One recommendation is that all patients undergo nutritional screening on registration with general practice surgeries, at hospital admission or at first outpatient clinic visits and where there is any ‘clinical concern’ (NICE, 2012). Clinical concern should be raised upon identification of any of the previously mentioned risk factors (eg unintentional weight loss, fragile skin, poor wound healing, apathy, cachexia, reduced appetite, altered taste, impaired swallowing, altered bowel habit or prolonged concurrent illness) (NICE, 2012). Once a patient has been identified as malnourished, management includes firstline dietary advice regarding optimisation of oral intake with the use of oral nutritional supplementation as an adjunct if required.
Although mass population screening intuitively seems to be a positive activity, mass screening efforts are time consuming and thus costly in an already overstretched healthcare system. Additionally, nutrition is a dynamic state, and the utility of snapshot ‘mass screening’ results may no longer be applicable when those same patients present again.
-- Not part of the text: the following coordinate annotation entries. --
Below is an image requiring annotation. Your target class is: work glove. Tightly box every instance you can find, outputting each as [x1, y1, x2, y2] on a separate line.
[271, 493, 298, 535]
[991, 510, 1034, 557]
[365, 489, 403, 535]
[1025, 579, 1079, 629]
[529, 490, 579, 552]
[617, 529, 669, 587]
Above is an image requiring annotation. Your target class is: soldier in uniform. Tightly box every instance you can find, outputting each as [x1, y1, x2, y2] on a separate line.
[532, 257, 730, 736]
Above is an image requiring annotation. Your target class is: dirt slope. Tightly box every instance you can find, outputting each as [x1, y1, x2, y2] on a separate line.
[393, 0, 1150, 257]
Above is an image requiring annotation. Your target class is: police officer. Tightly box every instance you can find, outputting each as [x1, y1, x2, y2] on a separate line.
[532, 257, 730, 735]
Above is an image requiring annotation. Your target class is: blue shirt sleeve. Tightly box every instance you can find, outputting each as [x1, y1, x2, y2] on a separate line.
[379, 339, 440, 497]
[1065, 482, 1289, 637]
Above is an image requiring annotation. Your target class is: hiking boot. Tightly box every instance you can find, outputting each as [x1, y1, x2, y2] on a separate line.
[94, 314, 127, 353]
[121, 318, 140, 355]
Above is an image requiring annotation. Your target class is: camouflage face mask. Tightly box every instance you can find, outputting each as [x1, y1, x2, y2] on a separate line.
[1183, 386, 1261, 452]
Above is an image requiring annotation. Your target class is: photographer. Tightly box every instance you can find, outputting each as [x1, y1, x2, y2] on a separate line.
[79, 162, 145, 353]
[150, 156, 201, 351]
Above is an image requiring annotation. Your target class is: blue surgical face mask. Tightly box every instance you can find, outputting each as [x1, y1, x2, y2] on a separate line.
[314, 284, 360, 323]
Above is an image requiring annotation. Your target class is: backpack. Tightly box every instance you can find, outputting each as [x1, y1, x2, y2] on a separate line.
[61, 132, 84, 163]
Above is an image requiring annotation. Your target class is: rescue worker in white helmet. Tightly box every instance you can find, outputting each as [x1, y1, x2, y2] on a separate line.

Perhaps a more tailored approach, where every patient presenting with a documented pathology is screened, may be more cost effective.
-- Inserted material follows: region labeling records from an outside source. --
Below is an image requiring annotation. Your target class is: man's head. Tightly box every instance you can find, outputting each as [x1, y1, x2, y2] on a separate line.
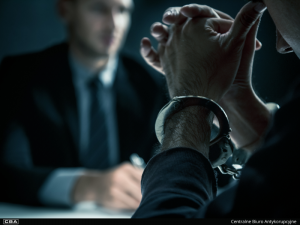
[262, 0, 300, 58]
[58, 0, 133, 57]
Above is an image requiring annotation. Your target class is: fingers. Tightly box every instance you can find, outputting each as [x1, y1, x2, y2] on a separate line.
[162, 7, 187, 25]
[228, 2, 266, 44]
[151, 23, 169, 45]
[140, 38, 164, 75]
[214, 9, 234, 20]
[214, 9, 262, 50]
[141, 38, 159, 64]
[180, 4, 220, 18]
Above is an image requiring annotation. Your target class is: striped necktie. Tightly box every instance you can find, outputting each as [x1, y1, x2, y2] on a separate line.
[83, 77, 110, 170]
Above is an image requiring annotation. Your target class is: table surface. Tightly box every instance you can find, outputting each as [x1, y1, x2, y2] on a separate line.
[0, 202, 134, 219]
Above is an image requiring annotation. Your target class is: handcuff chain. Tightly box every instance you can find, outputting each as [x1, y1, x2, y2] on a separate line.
[218, 164, 240, 180]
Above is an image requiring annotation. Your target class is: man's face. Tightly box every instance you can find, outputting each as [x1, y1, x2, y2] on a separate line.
[62, 0, 133, 57]
[263, 0, 300, 58]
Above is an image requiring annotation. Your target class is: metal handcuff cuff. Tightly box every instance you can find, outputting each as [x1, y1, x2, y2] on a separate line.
[155, 95, 279, 180]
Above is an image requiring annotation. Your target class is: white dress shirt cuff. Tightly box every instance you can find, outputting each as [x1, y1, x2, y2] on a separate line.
[38, 168, 85, 207]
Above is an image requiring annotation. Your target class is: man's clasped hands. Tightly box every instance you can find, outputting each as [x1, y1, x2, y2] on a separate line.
[141, 2, 270, 151]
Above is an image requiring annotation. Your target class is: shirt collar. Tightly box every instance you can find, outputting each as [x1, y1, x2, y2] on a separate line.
[69, 52, 119, 87]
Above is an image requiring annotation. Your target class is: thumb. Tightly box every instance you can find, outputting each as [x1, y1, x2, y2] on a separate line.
[228, 2, 266, 43]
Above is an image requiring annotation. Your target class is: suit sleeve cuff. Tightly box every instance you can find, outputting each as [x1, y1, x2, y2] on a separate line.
[38, 168, 85, 207]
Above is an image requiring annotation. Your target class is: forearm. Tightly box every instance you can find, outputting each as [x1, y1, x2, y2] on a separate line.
[161, 106, 213, 158]
[133, 148, 217, 218]
[220, 88, 271, 151]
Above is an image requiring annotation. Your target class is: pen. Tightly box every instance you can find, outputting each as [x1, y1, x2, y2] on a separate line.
[130, 153, 146, 169]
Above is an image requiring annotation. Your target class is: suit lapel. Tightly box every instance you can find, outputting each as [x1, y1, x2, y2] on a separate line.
[45, 44, 79, 165]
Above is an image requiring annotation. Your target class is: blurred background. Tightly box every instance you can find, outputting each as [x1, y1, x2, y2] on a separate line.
[0, 0, 300, 103]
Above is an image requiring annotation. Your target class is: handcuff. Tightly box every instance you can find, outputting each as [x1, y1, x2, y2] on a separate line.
[155, 95, 279, 180]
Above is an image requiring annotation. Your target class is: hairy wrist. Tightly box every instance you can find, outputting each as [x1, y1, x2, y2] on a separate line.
[161, 106, 213, 158]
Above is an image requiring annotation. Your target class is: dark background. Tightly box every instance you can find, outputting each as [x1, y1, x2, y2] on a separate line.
[0, 0, 300, 102]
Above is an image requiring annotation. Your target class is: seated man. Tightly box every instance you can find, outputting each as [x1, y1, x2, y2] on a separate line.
[133, 0, 300, 218]
[0, 0, 166, 210]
Nevertheless, education remains the cornerstone of optimising nutritional intake in the community. Resources include the UK multiprofessional group produced and freely available ‘yellow leaflet’ Your Guide to Making the Most of Your Food for medium-or high-risk groups or the ‘green leaflet’ Eating Well for Low-risk Groups (both available from www.malnutritionpathway.co.uk/leaflets-patients-and-carers). Efforts can also include encouragement to eat small but adequate hydration and overcoming barriers to good nutrition such as isolation, loneliness, poverty, difficulty in cooking and poorly fitted dentures (British Dietetic Association, 2017). Patients should be referred to allied health professionals such as dietitians, occupational therapists, speech therapists and social workers if a mechanical or social barrier to nutrition is identified (Pryke and Lopez, 2013).
Conclusion
Wounds pose a significant burden of disease and cost to the healthcare system, with delayed wound healing a complex, multifactorial issue adversely affected by malnutrition.
Screening those with wounds and early identification of risk factors for malnutrition are vital to ensuring patient nutritional status and requirements are adequately met.
Furthermore, familiarity with the phases of wound healing is paramount to understanding the patient's dynamic nutritional needs, allowing individualised assessment and supplementation of macro- and micronutrients to achieve sufficient caloric intake relative to the phase of wound healing.